When and Where to Collect

Ticks don’t sit out in the open all day. They climb low vegetation and wait with their front legs extended, a behavior called questing, then grab onto whatever brushes past. Between questing bouts, they retreat into leaf litter to rehydrate. This cycle is driven by temperature and humidity: ticks need relative humidity above about 70% when temperatures exceed 15°C (59°F). On hot, dry summer afternoons, questing drops off sharply because ticks risk drying out.

Your best collection windows are mornings and evenings during warm months, or overcast days when humidity stays higher. Spring and early summer are peak questing season for nymphs in most of the eastern United States. Adults of many species are most active in fall and early spring.

Focus on edges and transitions: where lawn meets woods, along deer trails, in leaf litter under shrubs, and in tall grass bordering paths. Ticks are found throughout wooded and brushy landscapes, and no single vegetation measurement reliably predicts exactly where they’ll be most concentrated. Sampling multiple spots across your property gives a much better picture than checking one location.

Protecting Yourself While Collecting

You’re deliberately walking through tick habitat and handling live ticks, so personal protection matters. Treat your boots, pants, and socks with 0.5% permethrin before heading out. Permethrin-treated clothing remains protective through several washes. Apply an EPA-registered repellent containing DEET, picaridin, or oil of lemon eucalyptus to exposed skin (apply sunscreen first if you’re using both). Tuck pants into socks, and wear light-colored clothing so you can spot ticks on yourself as well as on your drag cloth.

Identifying What You Caught

Once you’ve collected ticks, a few features help you sort the most common North American species:

  • Lone star tick: Long mouthparts relative to the head.

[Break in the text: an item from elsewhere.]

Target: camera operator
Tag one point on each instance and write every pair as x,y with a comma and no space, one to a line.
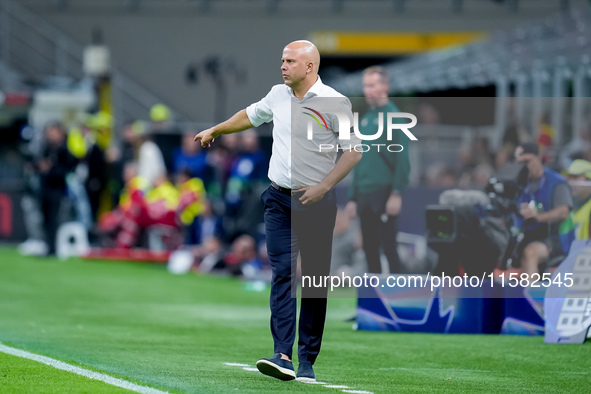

Adult females have a distinctive white dot near the back of the shield on their back. The shield has a patterned (ornate) appearance.
  • Deer tick (blacklegged tick): Long mouthparts, but no patterns on the dark, plain shield. No eyes visible on the shield, and no scalloped edges (festoons) along the rear margin.
  • American dog tick: Short mouthparts relative to the head, with a patterned shield and visible eyes. Scalloped festoons along the back edge.
  • Brown dog tick: Short mouthparts, a plain shield with eyes, and an angular, wide head base. Festoons present but can be hard to see.

A 10x hand lens makes these features much easier to distinguish, especially on nymphs.

Storing Ticks for Testing

If you plan to have your ticks tested for pathogens, how you store them matters. For DNA-based testing (the standard method most labs use), place live ticks in a small vial of ethanol. Ethanol-preserved ticks yield reliable DNA even after 10 years of storage. Do not let ticks dry out, as dried preservation degrades the genetic material labs need to detect pathogens.

If you can’t get them into ethanol right away, a sealed plastic bag or vial kept in a cooler works for short transport. Many state health departments and university extension programs accept tick submissions for identification and sometimes pathogen testing. Check with your state’s public health lab for specific submission instructions, since some require ticks to arrive alive or in a particular preservative.